117 It will be apparent from the recital of the circumstances of the case determined by Emmett J, and the circumstances of the Plaintiffs' claim in the present proceedings, that there is a distinct prospect that overlapping issues will arise between the two sets of proceedings. For present purposes, I am prepared to accept that, in the present proceedings, the Plaintiffs would be bound by the findings of Emmett J with respect to the earlier relationship between Mr Flammia and Mr Caradonna and their dealings with the funds extracted from Mr Stevens' superannuation scheme. An issue may arise, at any final hearing, concerning the admissibility of such evidence in these proceedings. On this application, that evidence was admitted without objection. I will have regard to it.
118 However, the issue to be determined in the present proceedings will concern the conduct of Mr Flammia (and Mr Caradonna) with respect to the storage, removal and unauthorised use of the Narellan Vale CT to give a mortgage to Hillsan in 2003. Clearly, that is a different question to any of those determined by Emmett J in the Colonial proceedings. For present purposes, I accept that the findings of Emmett J give rise to an issue estoppel with respect to the precise issue in these proceedings concerning the nature of the relationship between Mr Flammia and Mr Caradonna, and their dishonest dealings in 2001-2002 with respect to Mr Stevens' superannuation funds. However, that issue constitutes one part only of the evidence before me.

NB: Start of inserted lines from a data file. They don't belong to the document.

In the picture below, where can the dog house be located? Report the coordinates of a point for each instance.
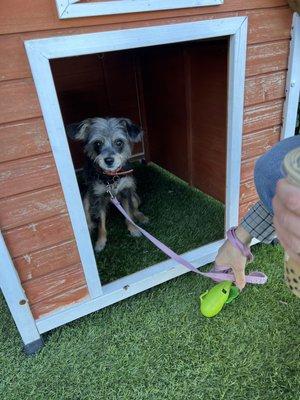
(214, 84)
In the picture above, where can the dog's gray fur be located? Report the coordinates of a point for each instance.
(107, 146)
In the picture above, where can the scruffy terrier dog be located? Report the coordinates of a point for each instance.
(108, 147)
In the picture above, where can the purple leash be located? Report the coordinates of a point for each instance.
(218, 273)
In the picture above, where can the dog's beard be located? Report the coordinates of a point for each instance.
(118, 163)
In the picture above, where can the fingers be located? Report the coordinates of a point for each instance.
(288, 195)
(289, 241)
(239, 273)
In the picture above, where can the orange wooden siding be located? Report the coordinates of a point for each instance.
(33, 214)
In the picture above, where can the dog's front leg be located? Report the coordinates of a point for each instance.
(86, 206)
(101, 240)
(132, 229)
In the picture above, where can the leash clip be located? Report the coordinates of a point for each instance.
(109, 191)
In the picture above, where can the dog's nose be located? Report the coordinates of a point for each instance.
(109, 161)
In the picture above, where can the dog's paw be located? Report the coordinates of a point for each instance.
(134, 232)
(99, 246)
(141, 218)
(144, 220)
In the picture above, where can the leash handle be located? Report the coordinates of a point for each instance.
(256, 277)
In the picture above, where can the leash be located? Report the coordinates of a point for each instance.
(218, 273)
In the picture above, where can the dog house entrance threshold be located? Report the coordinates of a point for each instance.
(40, 53)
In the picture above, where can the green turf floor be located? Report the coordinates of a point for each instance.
(156, 345)
(180, 216)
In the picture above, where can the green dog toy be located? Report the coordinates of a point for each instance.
(212, 301)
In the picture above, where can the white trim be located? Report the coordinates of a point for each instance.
(75, 9)
(131, 285)
(236, 83)
(293, 82)
(14, 294)
(101, 42)
(42, 50)
(42, 76)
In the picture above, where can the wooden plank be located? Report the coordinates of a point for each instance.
(59, 301)
(39, 235)
(247, 169)
(23, 139)
(18, 100)
(27, 174)
(56, 282)
(39, 263)
(31, 207)
(259, 142)
(268, 25)
(40, 15)
(263, 115)
(248, 192)
(262, 88)
(267, 57)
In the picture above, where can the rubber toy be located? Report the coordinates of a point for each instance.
(212, 301)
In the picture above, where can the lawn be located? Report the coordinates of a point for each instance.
(157, 346)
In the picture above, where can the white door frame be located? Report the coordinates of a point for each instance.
(40, 52)
(292, 82)
(75, 9)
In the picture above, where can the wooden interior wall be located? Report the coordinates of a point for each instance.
(185, 95)
(208, 100)
(163, 80)
(33, 214)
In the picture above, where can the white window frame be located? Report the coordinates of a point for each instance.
(75, 9)
(40, 52)
(292, 82)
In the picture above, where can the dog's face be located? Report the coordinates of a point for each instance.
(107, 141)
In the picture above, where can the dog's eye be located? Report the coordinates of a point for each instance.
(98, 145)
(119, 142)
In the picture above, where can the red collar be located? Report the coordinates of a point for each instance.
(118, 172)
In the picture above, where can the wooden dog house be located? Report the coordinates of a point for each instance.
(226, 69)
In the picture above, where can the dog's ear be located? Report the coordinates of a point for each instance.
(79, 131)
(134, 132)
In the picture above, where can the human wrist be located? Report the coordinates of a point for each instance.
(243, 235)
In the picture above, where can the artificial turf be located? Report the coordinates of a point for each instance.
(180, 216)
(156, 345)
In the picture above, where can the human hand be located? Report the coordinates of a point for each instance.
(295, 5)
(286, 207)
(230, 256)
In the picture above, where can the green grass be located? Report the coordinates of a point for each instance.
(180, 216)
(156, 345)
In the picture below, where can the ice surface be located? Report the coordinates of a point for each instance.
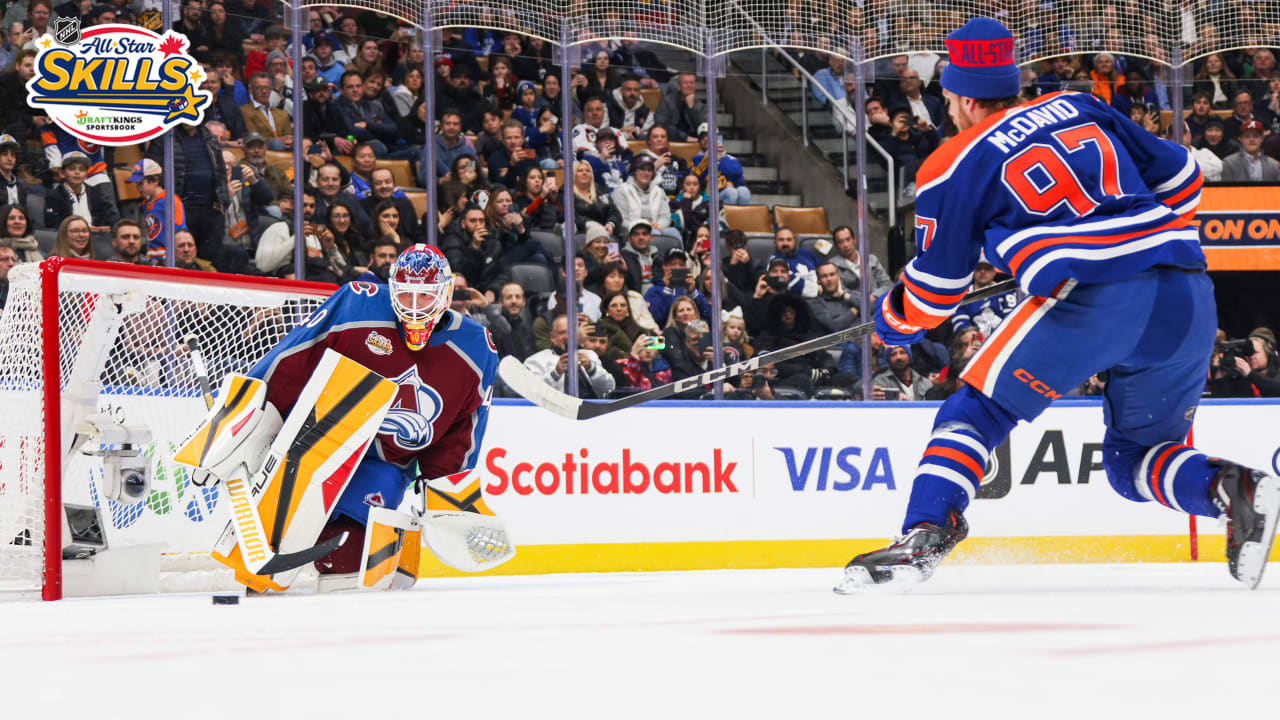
(1028, 641)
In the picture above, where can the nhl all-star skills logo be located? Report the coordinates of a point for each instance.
(117, 85)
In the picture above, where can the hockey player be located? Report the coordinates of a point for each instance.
(442, 365)
(1089, 213)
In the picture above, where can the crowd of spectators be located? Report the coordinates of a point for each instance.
(643, 212)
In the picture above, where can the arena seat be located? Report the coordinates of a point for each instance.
(124, 190)
(419, 199)
(127, 155)
(280, 159)
(752, 219)
(803, 220)
(664, 242)
(534, 277)
(685, 150)
(759, 249)
(552, 242)
(652, 98)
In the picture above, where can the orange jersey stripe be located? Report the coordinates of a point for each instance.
(1088, 240)
(1188, 191)
(918, 315)
(932, 296)
(1155, 472)
(979, 367)
(952, 454)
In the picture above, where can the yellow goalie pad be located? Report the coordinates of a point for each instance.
(460, 528)
(279, 507)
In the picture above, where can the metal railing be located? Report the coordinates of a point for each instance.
(832, 104)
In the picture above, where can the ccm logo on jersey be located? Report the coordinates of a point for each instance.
(1041, 388)
(378, 345)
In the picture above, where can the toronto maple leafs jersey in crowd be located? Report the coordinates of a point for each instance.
(1055, 188)
(442, 408)
(984, 314)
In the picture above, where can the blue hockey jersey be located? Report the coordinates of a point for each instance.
(442, 408)
(1056, 188)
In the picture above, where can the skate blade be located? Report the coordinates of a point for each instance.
(858, 580)
(1253, 555)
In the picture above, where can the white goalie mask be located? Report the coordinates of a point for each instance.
(421, 286)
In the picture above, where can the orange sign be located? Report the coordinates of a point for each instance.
(1239, 227)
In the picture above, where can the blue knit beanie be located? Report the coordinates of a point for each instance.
(982, 62)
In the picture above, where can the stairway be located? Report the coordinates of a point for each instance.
(762, 178)
(786, 92)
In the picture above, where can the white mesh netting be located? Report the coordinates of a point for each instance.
(1153, 30)
(124, 333)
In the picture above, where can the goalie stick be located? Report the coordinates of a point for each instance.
(533, 388)
(279, 563)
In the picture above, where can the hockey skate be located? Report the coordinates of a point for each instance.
(1251, 505)
(910, 559)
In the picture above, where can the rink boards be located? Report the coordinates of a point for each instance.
(704, 486)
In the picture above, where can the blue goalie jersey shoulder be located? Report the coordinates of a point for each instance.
(471, 340)
(1063, 187)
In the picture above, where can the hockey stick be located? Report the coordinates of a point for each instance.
(533, 388)
(242, 497)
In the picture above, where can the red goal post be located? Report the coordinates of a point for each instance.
(82, 337)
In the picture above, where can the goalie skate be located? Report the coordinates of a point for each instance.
(912, 559)
(1251, 505)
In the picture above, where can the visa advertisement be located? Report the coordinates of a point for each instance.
(690, 486)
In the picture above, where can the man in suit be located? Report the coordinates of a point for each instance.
(926, 109)
(1249, 164)
(260, 117)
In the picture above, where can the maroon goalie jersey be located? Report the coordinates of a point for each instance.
(442, 409)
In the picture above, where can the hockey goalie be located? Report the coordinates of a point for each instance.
(383, 388)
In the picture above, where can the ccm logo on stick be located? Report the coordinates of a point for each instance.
(1038, 387)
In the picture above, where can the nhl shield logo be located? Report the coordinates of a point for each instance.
(67, 31)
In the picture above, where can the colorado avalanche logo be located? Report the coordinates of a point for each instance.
(408, 423)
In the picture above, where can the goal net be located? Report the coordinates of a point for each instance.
(80, 338)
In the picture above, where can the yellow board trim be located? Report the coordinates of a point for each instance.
(731, 555)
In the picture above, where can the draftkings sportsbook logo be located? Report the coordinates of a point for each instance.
(117, 85)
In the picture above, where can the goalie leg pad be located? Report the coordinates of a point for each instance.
(460, 528)
(310, 463)
(237, 431)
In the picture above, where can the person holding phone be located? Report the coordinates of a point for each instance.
(684, 335)
(644, 368)
(554, 363)
(538, 200)
(899, 381)
(673, 282)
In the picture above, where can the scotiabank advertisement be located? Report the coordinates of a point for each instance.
(698, 473)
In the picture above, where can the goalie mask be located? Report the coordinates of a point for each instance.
(421, 286)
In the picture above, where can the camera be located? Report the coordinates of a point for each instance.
(1232, 350)
(126, 469)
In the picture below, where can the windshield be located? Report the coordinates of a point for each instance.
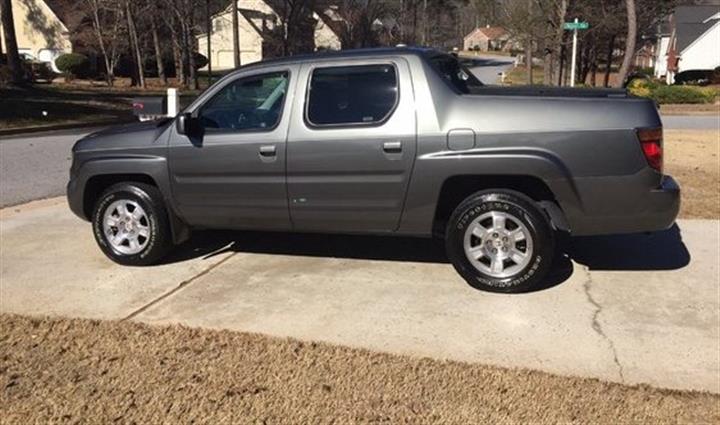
(452, 71)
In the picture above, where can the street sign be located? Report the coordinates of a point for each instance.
(569, 26)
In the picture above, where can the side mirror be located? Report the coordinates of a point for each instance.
(185, 124)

119 I do not consider that the availability of the findings of Emmett J in the Colonial proceedings and the consequential application of the doctrine of issue estoppel, operate against the discretionary determination in favour of the Plaintiffs to join LawCover to the present proceedings. The fact that Mr Flammia acted dishonestly on an earlier occasion in the manner found by Emmett J does not preclude the Plaintiffs from contending that Mr Flammia was negligent (but not dishonest) in this case, nor does it stand in the way of the Plaintiffs having an arguable case of liability under the policy concerning this claim.
120 The Plaintiffs' claim in negligence in these proceedings will be determined by reference to the totality of the evidence concerning the retention, removal and unauthorised use of their title deed prior to November 2003. The availability of an issue estoppel argument to LawCover, with respect to certain antecedent events, does not mean that the Plaintiffs do not have an arguable claim against LawCover under the policy.